Key Responsibilities:
- Design, build, and optimize data pipelines and ETL/ELT workflows using SQL and Python.
- Lead architecture and design reviews, including the development of Entity Relationship Diagrams (ERDs) and system blueprints.
- Work closely with analysts, data scientists, and software engineers to translate business needs into scalable data solutions.
- Provision and manage cloud infrastructure using Terraform and other Infrastructure-as-Code (IaC) tools.
- Design and maintain CI/CD pipelines, particularly leveraging GitHub Actions, for seamless deployment of data applications.
- Utilize AWS services such as S3, Glue, Lambda, RDS, and Lake Formation to build robust cloud-native data platforms.
- Handle both batch and real-time data ingestion and transformation with efficiency and scalability.

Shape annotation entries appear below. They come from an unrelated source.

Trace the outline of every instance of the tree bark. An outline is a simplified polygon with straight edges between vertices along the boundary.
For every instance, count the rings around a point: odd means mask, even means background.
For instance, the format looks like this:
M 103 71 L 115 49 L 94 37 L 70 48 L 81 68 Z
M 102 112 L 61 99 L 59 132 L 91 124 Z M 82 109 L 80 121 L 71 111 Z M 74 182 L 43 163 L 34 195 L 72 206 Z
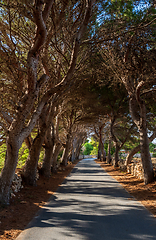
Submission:
M 148 184 L 154 181 L 154 172 L 153 172 L 153 165 L 152 165 L 151 156 L 149 152 L 149 141 L 148 141 L 148 135 L 147 135 L 147 126 L 146 126 L 146 107 L 145 107 L 145 103 L 141 99 L 137 100 L 135 96 L 131 97 L 129 101 L 129 106 L 130 106 L 130 113 L 131 113 L 132 119 L 139 130 L 141 161 L 142 161 L 142 166 L 144 171 L 144 183 Z M 138 114 L 138 111 L 139 111 L 139 114 Z
M 43 164 L 41 168 L 41 174 L 44 177 L 50 177 L 51 175 L 51 165 L 52 165 L 54 144 L 55 144 L 55 135 L 54 135 L 54 126 L 53 126 L 46 132 L 46 140 L 44 145 L 45 154 L 44 154 Z
M 69 149 L 70 149 L 70 134 L 68 133 L 67 134 L 66 147 L 64 148 L 63 155 L 62 155 L 62 160 L 61 160 L 61 164 L 63 166 L 67 166 Z
M 52 156 L 52 172 L 57 172 L 57 158 L 61 150 L 61 143 L 55 143 L 53 156 Z
M 17 136 L 9 133 L 7 140 L 7 152 L 5 156 L 5 165 L 0 176 L 0 203 L 9 204 L 10 186 L 14 177 L 17 161 L 18 151 L 22 143 L 18 141 Z M 11 168 L 10 168 L 11 166 Z
M 115 143 L 115 159 L 113 162 L 113 166 L 114 167 L 118 167 L 118 162 L 119 162 L 119 150 L 120 150 L 120 146 L 118 145 L 118 143 Z
M 155 138 L 156 138 L 156 130 L 154 129 L 153 134 L 148 139 L 149 143 L 152 142 Z M 131 163 L 133 156 L 139 151 L 140 151 L 140 145 L 136 146 L 130 151 L 130 153 L 126 157 L 125 166 L 128 166 L 128 164 Z
M 125 166 L 128 166 L 128 164 L 131 163 L 133 156 L 139 151 L 140 151 L 140 145 L 136 146 L 130 151 L 130 153 L 126 157 Z
M 110 164 L 111 161 L 112 161 L 112 157 L 111 157 L 111 140 L 109 139 L 107 163 Z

- Support strategic initiatives around data privacy, quality, and security; implement data encryption, masking, and hashing techniques.
- Enforce modern software development practices including version control, testing, and deployment standards.
- Optimize system performance and troubleshoot production data issues proactively.
- Guide and mentor junior data engineers and support team knowledge-sharing efforts.
Required Skills & Experience:
- Strong command of SQL for complex querying and data modeling.
- Advanced Python programming skills focused on data engineering applications.
- Proven experience with Terraform for cloud infrastructure deployment.
- Familiarity with CI/CD tools, especially GitHub Actions.
- Expert-level knowledge of AWS cloud services and architecture.
- Experience developing and interpreting ERDs and participating in architectural decision-making.
- Effective communication and leadership skills with prior experience managing or mentoring engineers.
Preferred Qualifications:
- Hands-on experience with big data tools such as Apache Spark, Hive, or Kafka.
- Familiarity with Docker and Kubernetes for containerization and orchestration.
- Knowledge of data governance frameworks and compliance standards (e.g., GDPR, HIPAA).
- Prior experience implementing enterprise-scale data quality and security initiatives.